Eleições EUA 2020

Internacional Arizona e Wisconsin certificam vitória de Joe Biden

Arizona e Wisconsin certificam vitória de Joe Biden

Estados que fizeram recontagens confirmaram a vitória do democrata; na Geórgia, governador e secretário rebatem acusações de fraude de Trump

  • Internacional | Do R7

Wisconsin certificou seus resultados quatro semanas após a eleição

Wisconsin certificou seus resultados quatro semanas após a eleição

Daniel Acker / Reuters - 4.11.2020

Os Estados norte-americanos de Arizona e Wisconsin anunciaram, nesta segunda-feira (30), a certificação dos resultados finais da eleição presidencial dos EUA, realizada no último dia 3 de novembro. Em ambos, a vitória por uma margem apertada ficou com o presidente eleito do país, Joe Biden.

Leia também: Wisconsin encerra recontagem e confirma liderança de Biden

Com isso, as acusações do presidente Donald Trump de que a eleição teria sido alvo de fraudes em grande escala perdem cada vez mais força. No próximo dia 14 o Colégio Eleitoral dos EUA se reunirá nos Estados e deverá confirmar a vitória de Biden. A posse dele está marcada para 20 de janeiro de 2021.

Resultados confirmados

Em Wisconsin, a certificação veio após um processo de recontagem nos dois principais condados do Estado, Milwaukee e Dane. A revisão dos resultados tinha sido pedida pelo comitê eleitoral de Trump e custou US$ 3 milhões (o equivalente a R$ 16 milhões).

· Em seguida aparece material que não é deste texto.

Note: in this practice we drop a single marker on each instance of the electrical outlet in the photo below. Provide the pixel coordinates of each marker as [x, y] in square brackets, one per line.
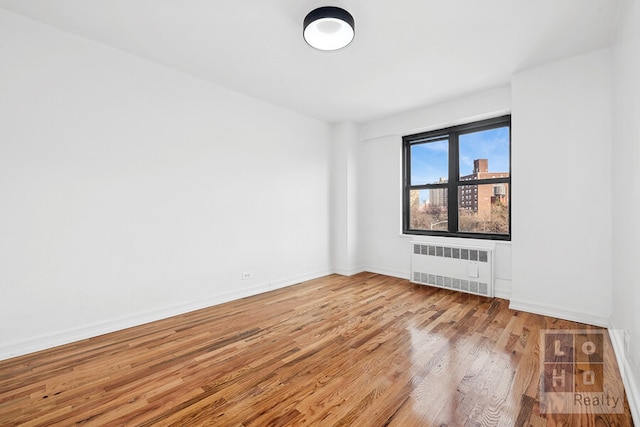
[627, 338]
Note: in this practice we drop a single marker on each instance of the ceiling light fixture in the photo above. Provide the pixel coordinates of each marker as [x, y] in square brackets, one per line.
[329, 28]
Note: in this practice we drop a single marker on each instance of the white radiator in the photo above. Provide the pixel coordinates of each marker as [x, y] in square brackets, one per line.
[461, 268]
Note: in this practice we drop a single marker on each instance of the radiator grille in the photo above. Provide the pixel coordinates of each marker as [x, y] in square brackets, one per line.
[464, 269]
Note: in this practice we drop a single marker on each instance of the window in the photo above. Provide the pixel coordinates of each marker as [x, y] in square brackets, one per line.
[442, 170]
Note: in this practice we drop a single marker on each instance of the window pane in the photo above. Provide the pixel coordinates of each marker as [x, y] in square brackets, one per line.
[430, 162]
[483, 208]
[428, 209]
[484, 154]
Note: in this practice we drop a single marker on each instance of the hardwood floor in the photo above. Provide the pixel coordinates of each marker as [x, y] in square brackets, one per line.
[367, 350]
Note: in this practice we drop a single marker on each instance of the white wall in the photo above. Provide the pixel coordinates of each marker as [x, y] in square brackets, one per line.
[346, 253]
[130, 191]
[561, 212]
[626, 196]
[385, 249]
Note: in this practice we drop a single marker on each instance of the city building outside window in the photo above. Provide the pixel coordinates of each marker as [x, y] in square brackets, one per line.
[457, 181]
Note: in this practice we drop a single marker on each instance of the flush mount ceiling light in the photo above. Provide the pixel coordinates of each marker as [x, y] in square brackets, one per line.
[328, 28]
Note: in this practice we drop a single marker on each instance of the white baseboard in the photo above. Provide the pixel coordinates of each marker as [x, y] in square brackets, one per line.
[560, 313]
[502, 288]
[629, 376]
[384, 271]
[88, 331]
[349, 271]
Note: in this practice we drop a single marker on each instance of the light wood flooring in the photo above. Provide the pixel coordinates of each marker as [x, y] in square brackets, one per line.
[367, 350]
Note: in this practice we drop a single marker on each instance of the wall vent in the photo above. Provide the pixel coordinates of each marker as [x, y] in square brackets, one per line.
[461, 268]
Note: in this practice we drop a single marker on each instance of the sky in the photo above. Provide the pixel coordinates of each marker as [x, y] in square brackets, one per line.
[429, 161]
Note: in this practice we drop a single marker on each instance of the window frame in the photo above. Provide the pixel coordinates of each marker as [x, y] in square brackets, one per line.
[453, 183]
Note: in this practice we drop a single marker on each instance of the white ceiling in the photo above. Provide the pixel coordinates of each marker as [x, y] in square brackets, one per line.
[406, 54]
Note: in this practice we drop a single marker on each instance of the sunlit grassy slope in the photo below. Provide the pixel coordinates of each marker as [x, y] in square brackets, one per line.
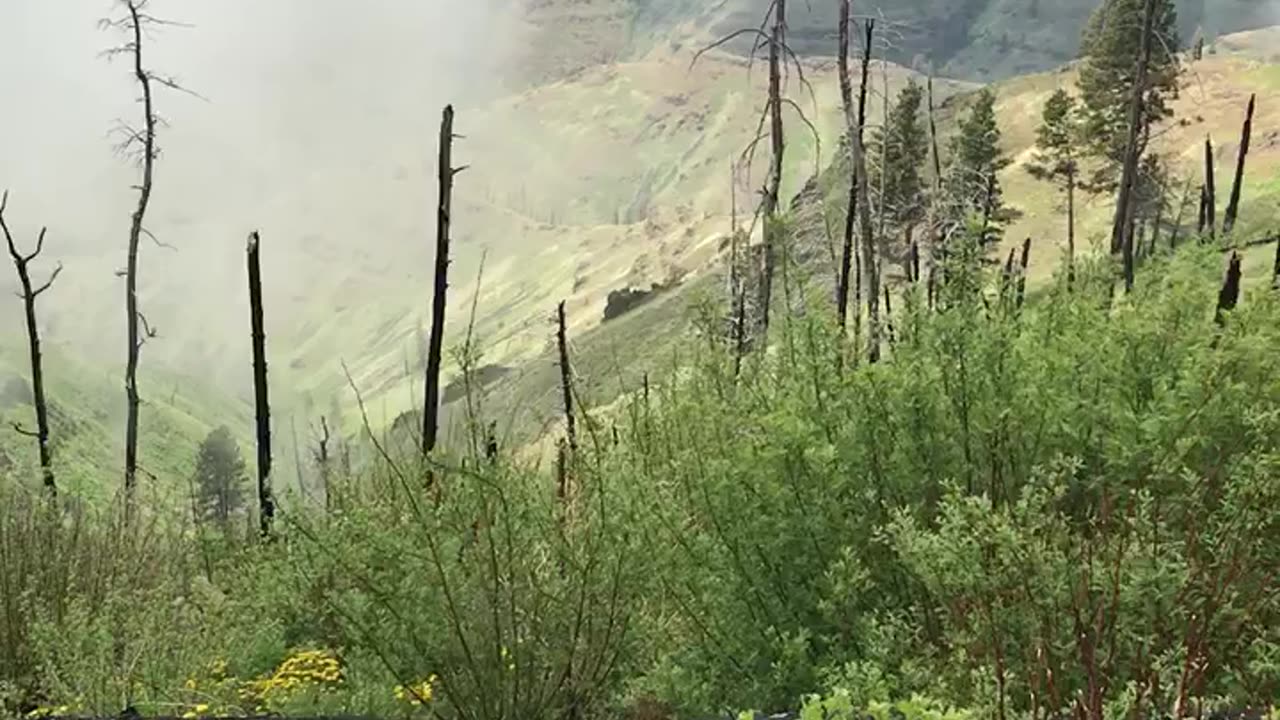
[615, 358]
[88, 437]
[615, 177]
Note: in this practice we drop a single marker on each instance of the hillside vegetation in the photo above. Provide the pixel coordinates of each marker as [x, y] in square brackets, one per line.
[679, 477]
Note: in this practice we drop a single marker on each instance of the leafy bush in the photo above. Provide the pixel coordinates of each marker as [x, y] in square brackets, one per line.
[1064, 506]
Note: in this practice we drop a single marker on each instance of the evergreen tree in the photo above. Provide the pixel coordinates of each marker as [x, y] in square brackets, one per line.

No fim, foram descobertos 87 votos que não tinham sido computados para Biden, que venceu o Estado por cerca de 30 mil votos e ficou com os 10 delegados de Wisconsin no Colégio Eleitoral.

O Arizona também anunciou a certificação dos resultados, que deram a vitória para Biden por cerca de 10 mil votos. Com isso, o democrata também ficará com os 11 delegados do Estado no colégio.

A segunda recontagem na Geórgia

Já na Geórgia, que passa pela segunda recontagem de votos, desta vez pedida pela campanha de Trump, tanto o governador Brian Kemp quanto o secretário de Estado, Brad Raffensperger, ambos do Partido Republicano, rejeitaram pedidos do presidente para suspender os resultados eleitorais.

Por meio de um porta-voz, Kemp afirmou que "pelas leis da Geórgia, o governador é proibido de interferir no processo eleitoral". Já Raffensperger, responsável pela condução da eleição, rejeitou acusações de fraude e disse que "uma imensa desinformação está sendo espalhada por pessoas desonestas" para afetar a credibilidade da eleição.

Biden, o primeiro democrata a vencer a disputa presidencial na Geórgia desde Bill Clinton em 1992, teve uma vantagem de pouco mais de 12,6 mil votos para conquistar os 16 delegados no Colégio Eleitoral.